For this webinar, Dr. Dele Ogunremi will be talking about his collaborative work with others on how genomics and bioinformatics have been applied leading to develop a universal detection methodology for microbial organisms in food.
The majority of pathogens contaminating food and capable of causing harm in humans are either not routinely tested for or sometimes escape detection, mitigating against a rational control strategy aimed at keeping the consumer safe. Given the diversity of the various microbial hazards, the development of a universal detection methodology is predictably faced with a plethora of challenges. Yet, a reliable universal protocol will overcome endless number of technical challenges that span different scientific fields including microscopy, virology, bacteriology, parasitology, molecular biology and statistics. Often enough, analyses of food samples result in lack of detection of the contaminating pathogen or inaccurate, suspicious and ambiguous outcomes and unactionable inferences.

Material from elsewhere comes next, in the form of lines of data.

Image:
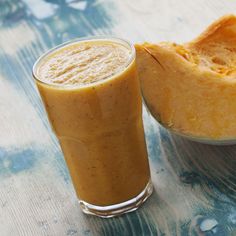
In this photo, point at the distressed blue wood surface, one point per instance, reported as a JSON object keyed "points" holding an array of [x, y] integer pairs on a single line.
{"points": [[195, 184]]}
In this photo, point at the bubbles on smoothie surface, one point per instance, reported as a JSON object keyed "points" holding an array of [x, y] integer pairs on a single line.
{"points": [[84, 62]]}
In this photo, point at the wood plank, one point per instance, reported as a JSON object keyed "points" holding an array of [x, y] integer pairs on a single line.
{"points": [[195, 184]]}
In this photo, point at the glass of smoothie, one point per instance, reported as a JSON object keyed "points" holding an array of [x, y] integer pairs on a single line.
{"points": [[92, 96]]}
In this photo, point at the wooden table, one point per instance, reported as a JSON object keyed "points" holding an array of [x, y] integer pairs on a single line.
{"points": [[195, 184]]}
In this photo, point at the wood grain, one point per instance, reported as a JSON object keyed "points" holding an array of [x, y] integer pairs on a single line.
{"points": [[195, 184]]}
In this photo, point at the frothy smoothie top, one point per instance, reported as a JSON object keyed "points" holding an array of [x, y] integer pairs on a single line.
{"points": [[83, 62]]}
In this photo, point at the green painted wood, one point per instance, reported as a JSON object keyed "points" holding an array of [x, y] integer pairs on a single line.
{"points": [[195, 184]]}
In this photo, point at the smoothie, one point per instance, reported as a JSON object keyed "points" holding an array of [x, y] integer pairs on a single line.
{"points": [[92, 96]]}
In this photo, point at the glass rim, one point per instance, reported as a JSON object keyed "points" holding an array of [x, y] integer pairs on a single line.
{"points": [[81, 39]]}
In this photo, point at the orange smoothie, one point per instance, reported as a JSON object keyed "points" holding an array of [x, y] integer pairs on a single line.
{"points": [[92, 96]]}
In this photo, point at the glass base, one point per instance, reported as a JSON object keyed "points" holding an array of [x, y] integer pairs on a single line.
{"points": [[118, 209]]}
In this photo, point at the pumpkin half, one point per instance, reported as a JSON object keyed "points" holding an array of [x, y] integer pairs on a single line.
{"points": [[191, 88]]}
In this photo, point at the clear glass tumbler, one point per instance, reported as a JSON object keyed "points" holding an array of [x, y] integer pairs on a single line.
{"points": [[100, 130]]}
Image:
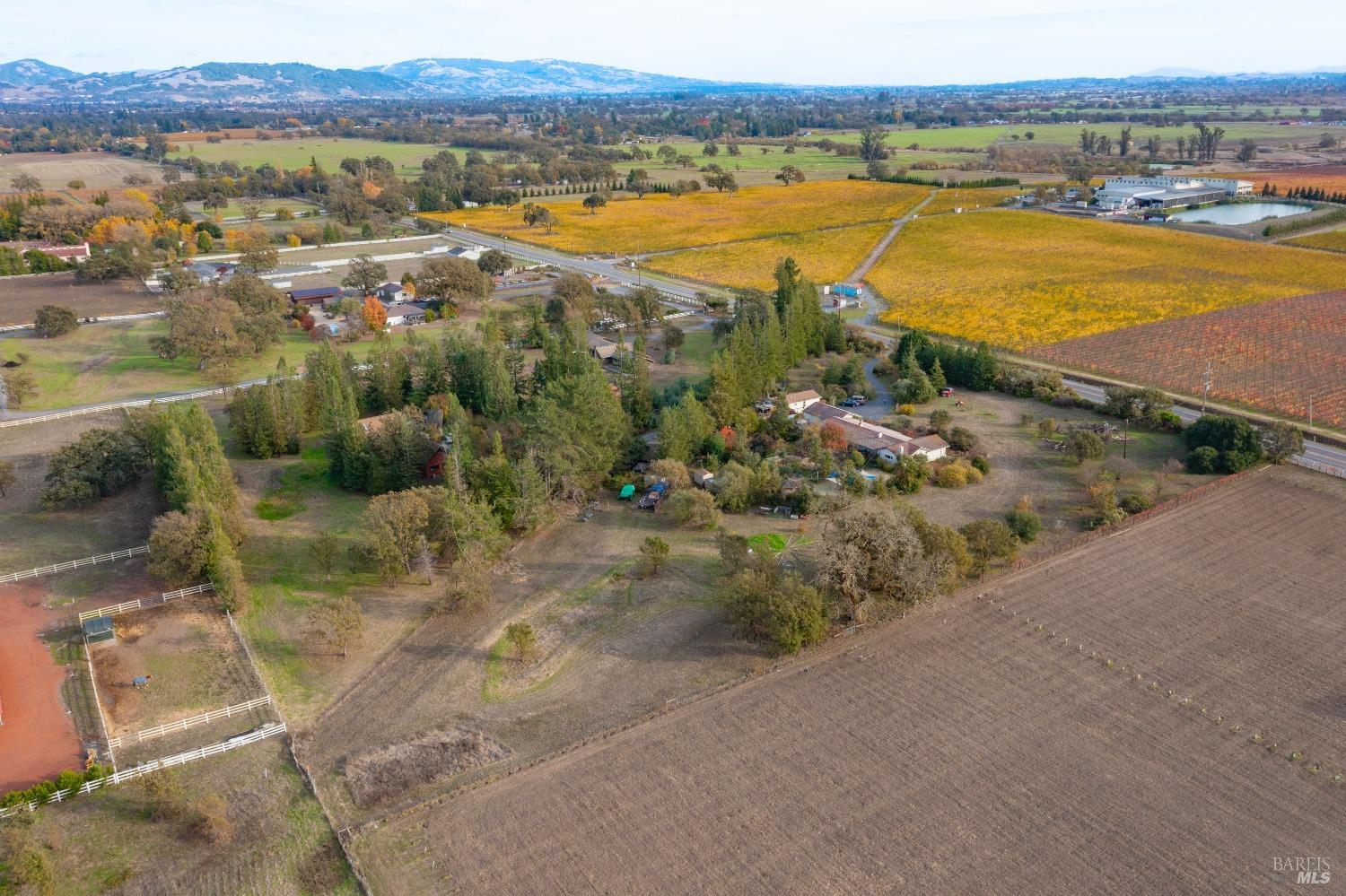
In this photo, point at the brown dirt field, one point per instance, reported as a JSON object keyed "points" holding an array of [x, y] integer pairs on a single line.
{"points": [[99, 170], [22, 296], [38, 737], [963, 750], [194, 658]]}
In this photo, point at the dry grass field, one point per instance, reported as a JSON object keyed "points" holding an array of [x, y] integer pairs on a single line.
{"points": [[1273, 355], [1329, 239], [56, 170], [1146, 713], [196, 661], [280, 842], [22, 296], [613, 648], [660, 222], [824, 255], [1020, 279]]}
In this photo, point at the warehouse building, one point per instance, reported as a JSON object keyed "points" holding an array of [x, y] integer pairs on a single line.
{"points": [[1116, 196]]}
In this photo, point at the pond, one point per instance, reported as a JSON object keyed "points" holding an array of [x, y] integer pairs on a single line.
{"points": [[1240, 213]]}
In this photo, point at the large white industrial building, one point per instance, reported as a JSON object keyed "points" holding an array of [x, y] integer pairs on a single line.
{"points": [[1132, 191]]}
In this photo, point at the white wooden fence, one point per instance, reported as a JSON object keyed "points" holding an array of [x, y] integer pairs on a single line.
{"points": [[91, 319], [155, 764], [183, 724], [73, 564], [113, 405], [1319, 465], [140, 603]]}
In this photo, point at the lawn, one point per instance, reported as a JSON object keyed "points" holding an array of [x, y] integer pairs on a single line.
{"points": [[296, 153], [662, 222], [1019, 279], [824, 255], [113, 361]]}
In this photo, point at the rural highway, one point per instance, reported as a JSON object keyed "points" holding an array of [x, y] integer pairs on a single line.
{"points": [[1314, 452], [602, 266]]}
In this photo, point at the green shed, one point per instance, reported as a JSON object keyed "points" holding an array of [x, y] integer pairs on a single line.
{"points": [[99, 629]]}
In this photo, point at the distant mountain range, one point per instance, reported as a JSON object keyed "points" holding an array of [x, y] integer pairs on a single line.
{"points": [[1171, 73], [32, 80], [234, 83]]}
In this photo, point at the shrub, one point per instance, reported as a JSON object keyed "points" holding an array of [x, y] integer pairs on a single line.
{"points": [[1202, 460], [1136, 503], [654, 554], [1084, 446], [987, 540], [1237, 441], [56, 320], [695, 508], [775, 608], [1025, 524], [963, 439]]}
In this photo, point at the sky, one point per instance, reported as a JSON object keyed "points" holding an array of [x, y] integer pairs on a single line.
{"points": [[861, 42]]}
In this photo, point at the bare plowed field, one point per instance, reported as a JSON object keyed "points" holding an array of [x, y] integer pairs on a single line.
{"points": [[1273, 355], [966, 750]]}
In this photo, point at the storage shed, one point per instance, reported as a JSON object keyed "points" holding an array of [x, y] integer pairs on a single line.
{"points": [[99, 629]]}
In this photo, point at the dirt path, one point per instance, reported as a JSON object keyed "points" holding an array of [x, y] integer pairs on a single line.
{"points": [[37, 737], [872, 258]]}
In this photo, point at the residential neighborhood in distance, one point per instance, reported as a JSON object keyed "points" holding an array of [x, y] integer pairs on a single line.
{"points": [[861, 457]]}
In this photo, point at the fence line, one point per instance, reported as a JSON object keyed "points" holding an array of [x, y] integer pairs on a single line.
{"points": [[1319, 465], [97, 705], [140, 603], [89, 319], [183, 724], [73, 564], [153, 766]]}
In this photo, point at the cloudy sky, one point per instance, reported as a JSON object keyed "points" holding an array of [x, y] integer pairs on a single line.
{"points": [[782, 40]]}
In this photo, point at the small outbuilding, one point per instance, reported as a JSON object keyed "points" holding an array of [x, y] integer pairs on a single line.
{"points": [[99, 629]]}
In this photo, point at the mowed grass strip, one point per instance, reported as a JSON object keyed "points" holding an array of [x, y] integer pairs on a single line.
{"points": [[1019, 279], [660, 222], [113, 361], [824, 256], [296, 153]]}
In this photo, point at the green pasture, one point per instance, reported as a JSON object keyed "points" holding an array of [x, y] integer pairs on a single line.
{"points": [[293, 153], [115, 361]]}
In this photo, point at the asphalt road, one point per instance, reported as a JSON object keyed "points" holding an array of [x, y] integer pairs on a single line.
{"points": [[602, 266], [1314, 451]]}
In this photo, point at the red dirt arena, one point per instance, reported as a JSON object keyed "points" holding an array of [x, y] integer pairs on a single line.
{"points": [[38, 737]]}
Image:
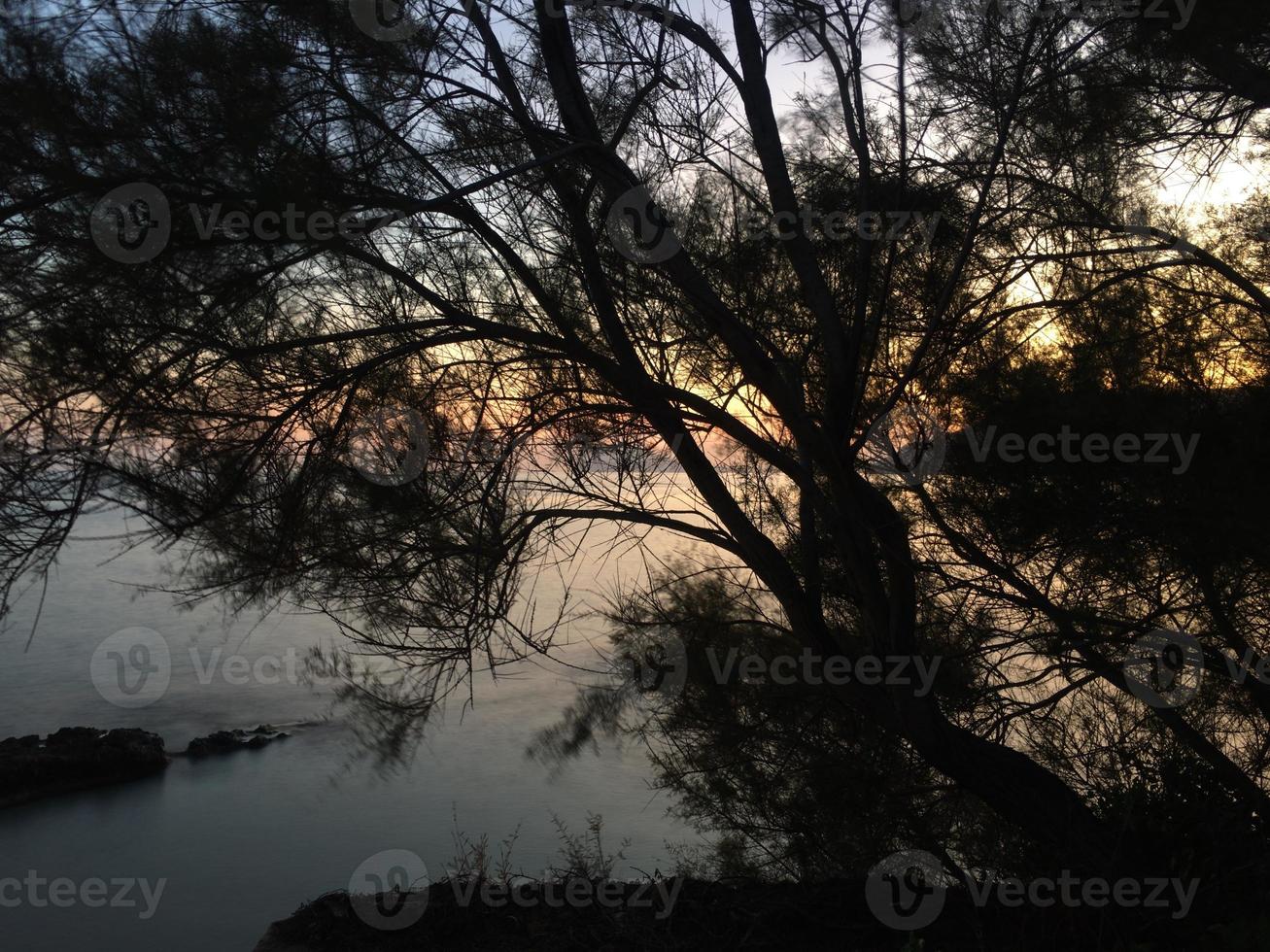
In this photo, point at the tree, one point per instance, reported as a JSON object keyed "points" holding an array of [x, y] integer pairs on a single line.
{"points": [[517, 232]]}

The application of genomics and bioinformatics layered on a foundational and sound understanding of the biology of the various microbial pathogens has led to the development of a unified protocol consisting of distinct steps that include: (a) global amplification of the DNA of the metagenome derived from a food sample, (b) nanopore sequencing of amplified DNA, and (c) optimized bioinformatics detection of targets using the CosmosID proprietary technology. Our protocol has led to the sensitive and accurate detection and identification to the species level of microbial contamination of lettuce (25 g) following spiking with bacteria, viruses and/or parasites at levels that include low pathogen load, namely: 1 colony forming unit of Salmonella, 5 oocysts of Cryptosporidium parvum and 500 plaque forming units of Hepatitis A virus. We have confirmed the approach using (1) spiked food samples blindly submitted to the testing laboratory and (2) naturally contaminated food samples that were the subjects of regulatory food recall. Although potentially disruptive, a reliable universal detection method will simplify and democratize hazard identification with the promise of application in both a controlled laboratory environment and on the field.